Milk and yogurt in a low GI diet
Reduced or low fat or skim dairy and soy milk and yogurt are handy foods to have on hand for healthy drinks or snacks that can lower the overall GI of your diet.
Milk’s low GI (20–34 for various skim to regular fat cow milks) is a combination of its naturally low GI sugar (lactose) plus milk protein, which forms a soft curd in the stomach and slows down the rate of stomach emptying. The unique mix of amino acids in cow milk protein are also thought to stimulate insulin secretion, further lowering the GI. Low fat flavoured milks also have a low GI (26–42). Yes, they have added sugar, but it’s in relatively modest amounts (about 4%) compared with soft drinks (11–12%). Some are also made with alternative sweeteners. We don’t have GI values for goat milk as it hasn’t been tested (nor has camel milk). However, they are likely to be similar to cow milk.

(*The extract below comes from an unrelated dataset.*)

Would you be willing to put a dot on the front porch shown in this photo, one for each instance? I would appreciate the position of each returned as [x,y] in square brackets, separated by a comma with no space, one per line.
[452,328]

Soy milk is dairy- and lactose-free and an easy way to include soy protein in your diet. The GI values of soy milks range from 16–45. To ensure it is a suitable alternative to regular dairy milk, manufacturers enrich it with calcium, riboflavin and vitamin B12.
Oat milk’s GI value (69) is roughly twice that of dairy milk, however we think it’s probably a better option than rice milk (GI 79–92) if you are choosing a grain-based milk. Look for calcium-enriched products. The only GI-tested almond milk to date is Almond Breeze (GI 25 for Almond Breeze Original). It’s not a significant source of protein or carbs (1g and 2g respectively in 240ml serving). We reported on it in GI News HERE. Rice milks that have been tested to date have very high GI values (Australia’s Own GI 92 and Vitasoy GI 79). They are typically processed from brown rice and are essentially a source of carbs (24g per cup). Choose calcium-enriched products if you buy them.
Yogurt’s low GI values are thanks (mainly) to the combination of acidity and high protein and of course the fact that lactose, the sugar in milk, has a naturally low GI (46). How low does yogurt go? Well, testing at the University of Sydney has found ‘diet’ yogurts have the lowest GI values (14–21) and contain fewer kilojoules/calories, and around half the carbohydrate compared with yogurts that have added sugars (26–43). Even if you are lactose intolerant, you can enjoy yogurt without symptoms because the ‘bugs’ (i.e. culture organisms added to milk to make yogurt) do the job of lactase digestion for you.
Soy yogurt (GI 50) is usually made from soybeans or soy protein rather than soy drink. Look for calcium-enriched, low fat varieties.